Table 1 summarizes the adverse reactions in participants who received clesrovimab. Most (≥97%) of the adverse reactions were toxicity grade 1 (mild) or grade 2 (moderate).
Table 1. Adverse Reactions Reported at an Incidence Higher Than Placebo (Trial 004):
| Adverse Reaction | Clesrovimab N=2,412* % | Placebo N=1,202* % |
|---|---|---|
| Injection-site erythema† (occurring within 5 days post-dose) | 3.8 | 3.3 |
| Injection-site swelling† (occurring within 5 days post-dose) | 2.7 | 2.6 |
| Rash‡ (occurring within 14 days post-dose) | 2.3 | 1.9 |
* Sample size reflects the number of participants included in the safety analysis population.
† Solicited on Day 1 through Day 5 post-dose using an electronic diary device.
‡ Defined by the following grouped preferred terms: rash, rash erythematous, rash macular, rash papular, rash maculo-papular, rash vesicular, rash exfoliative, dermatitis allergic, drug eruption and toxic skin eruption.
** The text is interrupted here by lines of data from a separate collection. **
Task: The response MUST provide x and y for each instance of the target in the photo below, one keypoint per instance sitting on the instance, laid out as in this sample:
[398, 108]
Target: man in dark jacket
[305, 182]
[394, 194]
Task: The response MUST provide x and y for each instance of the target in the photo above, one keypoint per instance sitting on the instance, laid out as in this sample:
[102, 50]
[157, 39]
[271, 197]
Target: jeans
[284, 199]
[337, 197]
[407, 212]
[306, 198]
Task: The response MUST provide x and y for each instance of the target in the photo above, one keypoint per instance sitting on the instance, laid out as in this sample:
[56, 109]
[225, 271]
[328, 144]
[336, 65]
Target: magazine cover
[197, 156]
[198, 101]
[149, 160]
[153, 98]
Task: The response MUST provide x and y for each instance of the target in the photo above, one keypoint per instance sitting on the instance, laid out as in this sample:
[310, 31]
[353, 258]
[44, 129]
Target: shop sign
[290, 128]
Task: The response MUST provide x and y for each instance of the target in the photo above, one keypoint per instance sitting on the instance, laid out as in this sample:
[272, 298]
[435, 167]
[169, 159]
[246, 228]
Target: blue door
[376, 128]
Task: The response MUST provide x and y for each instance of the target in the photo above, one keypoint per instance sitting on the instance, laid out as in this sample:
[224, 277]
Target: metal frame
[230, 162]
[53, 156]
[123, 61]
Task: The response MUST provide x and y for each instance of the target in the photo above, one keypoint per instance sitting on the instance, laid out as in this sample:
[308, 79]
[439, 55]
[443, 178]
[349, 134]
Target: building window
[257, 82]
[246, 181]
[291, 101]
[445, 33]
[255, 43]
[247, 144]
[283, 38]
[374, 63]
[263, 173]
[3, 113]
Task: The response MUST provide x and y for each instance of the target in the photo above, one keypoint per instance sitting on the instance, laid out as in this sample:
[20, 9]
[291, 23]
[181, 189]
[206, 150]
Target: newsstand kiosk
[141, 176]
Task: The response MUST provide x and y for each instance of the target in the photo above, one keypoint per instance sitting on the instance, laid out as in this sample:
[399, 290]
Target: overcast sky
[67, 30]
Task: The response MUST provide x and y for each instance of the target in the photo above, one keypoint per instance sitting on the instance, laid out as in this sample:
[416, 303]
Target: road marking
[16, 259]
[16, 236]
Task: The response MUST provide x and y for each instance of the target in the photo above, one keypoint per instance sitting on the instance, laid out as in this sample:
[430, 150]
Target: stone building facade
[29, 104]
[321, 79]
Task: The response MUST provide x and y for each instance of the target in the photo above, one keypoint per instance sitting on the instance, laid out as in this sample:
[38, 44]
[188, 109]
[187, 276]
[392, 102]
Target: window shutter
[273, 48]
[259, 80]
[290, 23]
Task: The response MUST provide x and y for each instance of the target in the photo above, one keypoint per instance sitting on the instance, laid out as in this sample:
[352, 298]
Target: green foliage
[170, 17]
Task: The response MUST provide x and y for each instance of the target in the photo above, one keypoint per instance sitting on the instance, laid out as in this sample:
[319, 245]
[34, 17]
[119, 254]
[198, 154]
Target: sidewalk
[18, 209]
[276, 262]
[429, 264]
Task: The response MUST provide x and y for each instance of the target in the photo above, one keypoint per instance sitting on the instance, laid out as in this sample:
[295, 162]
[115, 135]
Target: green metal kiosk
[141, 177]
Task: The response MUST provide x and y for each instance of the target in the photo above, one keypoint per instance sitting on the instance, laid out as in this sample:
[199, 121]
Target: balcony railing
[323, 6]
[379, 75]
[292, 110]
Trial 007 was a Phase 3, randomized, partially-blind, palivizumab-controlled, multisite trial conducted in infants at increased risk of severe RSV disease. Participants were randomized and received a single 105 mg dose of clesrovimab (N=446) followed by a dose of placebo one month later or 3 to 5 monthly doses of 15 mg/kg palivizumab (N=450) by IM injection. Of the 446 participants who received clesrovimab, 176 had CLD of prematurity or CHD and 270 were early or moderate preterm infants (≤35 weeks GA) without CLD of prematurity or CHD. Participants were monitored for 30 minutes post-dose. Safety was assessed using an electronic diary device from Day 1 (dose 1) through 14 days post-dose 2, and 14 days after each subsequent dose. Participants were monitored for serious adverse events in the first RSV season for up to 365 days.
The safety profile of clesrovimab in infants at increased risk of severe RSV disease entering their first season was similar to palivizumab and consistent with the safety profile of clesrovimab in infants in Trial 004.